The complaint describes the essential problem by eliding a description about the absence of a provision for participant-directed investment with the assertion that the investment fiduciaries did not consider how interests differ among the participants. (I suspect this might have been Nichols Kaster’s strategy choice.) Neither of the complaint’s counts asserts a claim asserting that an individual-account plan’s omission of a provision for participant-directed investment is, by itself, or even as applied under the alleged facts, contrary to ERISA’s title I. Likewise, the complaint’s prayer for relief does not seek reformation of the plan. Judge Sorokin’s order reacts to the complaint presented and how the litigants briefed the motion about whether the complaint states a claim on which the court could grant relief.
That a plan’s governing document omits a provision for participant-directed investment is not itself a fiduciary’s breach because deciding the plan’s provisions is a creation or “settlor” decision, which a plan’s sponsor (rather than an administrator, trustee, or other fiduciary) may make without ERISA fiduciary responsibility.
Rather, a plan’s governing document (ignoring any provision ERISA’s title I precludes, and supplying any unwritten provision ERISA’s title I requires) is a part of the starting point from which a fiduciary works.
A fiduciary with investment responsibility must exercise its responsibility considering all relevant facts and circumstances. Those facts could include that the plan’s participants and their beneficiaries have a wide range of ages and economic interests.
A fiduciary must prudently, and impartially, balance differing interests.
I can imagine a case in which the difficulties of balancing differing interests might overwhelm an analysis of how to invest the plan’s assets. It might be so difficult that a fiduciary might consider whether it is impossible or impractical to obey both the governing document and ERISA § 404(a)(1)(B).
But the court in DeMoulas Super Markets did not reach a question of that kind.
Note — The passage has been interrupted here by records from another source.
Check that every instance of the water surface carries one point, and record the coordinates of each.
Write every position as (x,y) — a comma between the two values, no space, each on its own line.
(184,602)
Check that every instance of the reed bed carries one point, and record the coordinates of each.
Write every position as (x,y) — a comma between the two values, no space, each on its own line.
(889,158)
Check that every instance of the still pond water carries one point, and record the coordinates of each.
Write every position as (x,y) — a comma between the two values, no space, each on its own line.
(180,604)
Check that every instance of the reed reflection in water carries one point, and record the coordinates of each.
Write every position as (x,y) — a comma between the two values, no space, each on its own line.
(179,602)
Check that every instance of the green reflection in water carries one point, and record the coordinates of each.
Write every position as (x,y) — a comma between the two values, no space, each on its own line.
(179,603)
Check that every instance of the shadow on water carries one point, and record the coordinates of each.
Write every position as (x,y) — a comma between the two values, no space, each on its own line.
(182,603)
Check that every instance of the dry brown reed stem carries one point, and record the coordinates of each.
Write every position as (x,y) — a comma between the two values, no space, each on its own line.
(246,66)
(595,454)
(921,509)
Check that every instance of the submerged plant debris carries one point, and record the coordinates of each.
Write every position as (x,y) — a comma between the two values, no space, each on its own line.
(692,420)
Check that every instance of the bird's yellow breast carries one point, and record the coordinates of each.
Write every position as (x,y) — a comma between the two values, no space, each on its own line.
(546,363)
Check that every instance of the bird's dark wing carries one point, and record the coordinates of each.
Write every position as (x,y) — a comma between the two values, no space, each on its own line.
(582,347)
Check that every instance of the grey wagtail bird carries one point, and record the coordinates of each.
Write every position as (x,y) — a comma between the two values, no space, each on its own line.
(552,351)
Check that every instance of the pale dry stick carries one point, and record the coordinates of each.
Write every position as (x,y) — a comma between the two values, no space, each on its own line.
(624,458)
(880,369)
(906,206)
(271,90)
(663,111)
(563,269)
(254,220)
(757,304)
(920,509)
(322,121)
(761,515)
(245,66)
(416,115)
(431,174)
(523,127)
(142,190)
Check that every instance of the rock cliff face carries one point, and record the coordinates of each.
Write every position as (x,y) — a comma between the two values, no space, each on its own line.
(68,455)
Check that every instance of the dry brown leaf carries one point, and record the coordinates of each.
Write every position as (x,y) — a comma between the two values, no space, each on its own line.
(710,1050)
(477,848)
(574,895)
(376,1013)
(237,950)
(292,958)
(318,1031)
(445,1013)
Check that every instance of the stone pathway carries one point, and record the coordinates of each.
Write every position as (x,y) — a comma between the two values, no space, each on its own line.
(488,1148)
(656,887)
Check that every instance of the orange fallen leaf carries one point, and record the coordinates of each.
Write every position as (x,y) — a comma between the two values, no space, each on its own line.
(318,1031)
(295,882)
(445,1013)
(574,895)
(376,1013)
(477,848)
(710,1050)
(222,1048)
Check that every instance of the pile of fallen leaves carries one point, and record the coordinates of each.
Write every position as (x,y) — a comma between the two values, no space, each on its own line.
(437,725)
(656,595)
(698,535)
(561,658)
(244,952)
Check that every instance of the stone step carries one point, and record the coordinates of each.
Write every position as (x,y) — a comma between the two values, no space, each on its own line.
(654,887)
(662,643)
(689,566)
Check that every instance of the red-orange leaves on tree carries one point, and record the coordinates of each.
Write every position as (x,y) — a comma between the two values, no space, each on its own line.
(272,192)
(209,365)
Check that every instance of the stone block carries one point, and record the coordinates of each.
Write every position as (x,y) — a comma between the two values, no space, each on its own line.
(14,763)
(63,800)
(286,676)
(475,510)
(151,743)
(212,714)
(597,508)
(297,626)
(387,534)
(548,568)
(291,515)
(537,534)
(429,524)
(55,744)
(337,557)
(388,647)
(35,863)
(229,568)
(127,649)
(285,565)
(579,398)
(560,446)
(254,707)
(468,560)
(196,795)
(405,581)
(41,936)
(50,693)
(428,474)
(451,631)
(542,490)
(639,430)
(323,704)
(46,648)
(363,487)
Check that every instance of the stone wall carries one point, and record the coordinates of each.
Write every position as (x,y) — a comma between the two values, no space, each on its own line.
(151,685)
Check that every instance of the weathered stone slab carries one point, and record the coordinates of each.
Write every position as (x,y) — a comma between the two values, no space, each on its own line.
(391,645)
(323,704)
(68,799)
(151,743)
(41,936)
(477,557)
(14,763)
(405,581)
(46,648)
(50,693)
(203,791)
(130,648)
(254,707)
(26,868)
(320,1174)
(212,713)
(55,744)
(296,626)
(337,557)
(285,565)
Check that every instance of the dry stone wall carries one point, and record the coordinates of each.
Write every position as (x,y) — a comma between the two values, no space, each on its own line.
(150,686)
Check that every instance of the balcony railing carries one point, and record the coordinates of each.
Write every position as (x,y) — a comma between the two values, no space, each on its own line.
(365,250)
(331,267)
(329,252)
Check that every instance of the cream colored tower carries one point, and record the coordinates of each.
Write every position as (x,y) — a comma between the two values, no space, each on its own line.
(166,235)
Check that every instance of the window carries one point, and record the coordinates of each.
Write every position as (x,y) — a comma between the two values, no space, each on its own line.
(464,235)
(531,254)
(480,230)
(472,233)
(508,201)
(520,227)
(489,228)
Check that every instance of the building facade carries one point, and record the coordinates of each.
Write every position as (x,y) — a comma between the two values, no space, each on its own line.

One may read the order as logically consistent with an assumption that an absence of a provision for participant-directed investment was not invalid (or that a question had not been presented) and, following that assumption, a finding that the complaint alleged enough facts that a fact-finder could find a fiduciary breached a duty to invest prudently the plan’s one investment pool.
We don’t know what Judge Sorokin (or another judge) would decide if the alleged facts were about a mainstream asset allocation and nothing suggesting the fiduciary failed to consider the differing interests of younger and older participants.
Please don’t read the above explanations as expressing any view about whether an individual-account retirement plan should provide or omit participant-directed investment for any portion of such a plan’s assets.